Given that I’ve now been using TshwaneLex for a few weeks I thought I’d post an update on how it’s going. In general, it’s going pretty well.
- If you’re going to change the DTD (and you’ll probably need to, if you have custom information or a trilingual dictionary), it’s important to plan in advance and ideally document what you’ve done. It’s easy to introduce inconsistencies and they are a pain to change later on (it’s possible, but it’s easier not to have to). For example, I ended up with the scientific name field in two places. I reimported the data to the correct field instance, checked it was ok, then deleted the unwanted field).
- The field structure enforcement is worth the time it took to import the data. Generally sorting stuff out has been pretty good.

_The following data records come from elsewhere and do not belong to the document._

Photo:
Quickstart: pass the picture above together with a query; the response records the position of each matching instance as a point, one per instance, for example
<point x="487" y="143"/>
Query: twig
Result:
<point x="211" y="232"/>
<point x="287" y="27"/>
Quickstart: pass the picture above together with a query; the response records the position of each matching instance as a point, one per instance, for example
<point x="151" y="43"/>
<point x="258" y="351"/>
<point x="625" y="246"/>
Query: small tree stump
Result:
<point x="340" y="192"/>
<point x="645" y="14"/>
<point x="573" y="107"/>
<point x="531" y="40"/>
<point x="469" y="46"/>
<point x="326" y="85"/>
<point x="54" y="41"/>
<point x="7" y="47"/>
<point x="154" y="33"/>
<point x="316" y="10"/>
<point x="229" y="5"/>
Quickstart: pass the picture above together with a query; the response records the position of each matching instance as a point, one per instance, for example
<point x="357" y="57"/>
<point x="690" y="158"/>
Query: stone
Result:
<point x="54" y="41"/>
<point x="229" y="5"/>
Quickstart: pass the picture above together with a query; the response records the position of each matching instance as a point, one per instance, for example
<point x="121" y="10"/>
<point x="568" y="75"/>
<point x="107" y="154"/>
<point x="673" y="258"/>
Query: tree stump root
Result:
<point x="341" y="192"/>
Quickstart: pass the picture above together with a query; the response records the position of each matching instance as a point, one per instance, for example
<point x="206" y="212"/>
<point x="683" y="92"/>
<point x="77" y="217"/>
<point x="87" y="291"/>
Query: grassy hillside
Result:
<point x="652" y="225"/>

- I’ve set up a few versions of the dictionary, including a wordlist, a full version, and a Toolbox export (which puts the backslash codes back before the items). This has been easier than modifying CCT exports by hand for Toolbox, although the difference isn’t all that big.
- Editing is taking longer. The navigation is a little more time-consuming, since adding fields is a hierarchical process, but compared to the amount of time it’s taking to edit the damn dictionary because of inconsistent entry in the first place, it’s probably worth the tradeoff.
- I really like being able to work on the English – Yan-nhangu section of the dictionary at the same time. This takes some doing in Toolbox (well, it requires the creation of two lexica…) I wish I could work on the Dhuwal section too, but since i know that language much less well than English or Yan-nhangu, the processing and addition of information won’t be as intensive. I suspect, since there’s a high degree of syntactic and semantic isomorphism between Yan-nhangu and Dhuwal, I’ll be able to reverse the Dhuwal and Yan-nhangu glosses, change the audience and layout but keep most of the structure. That’s not true for the English part of the dictionary.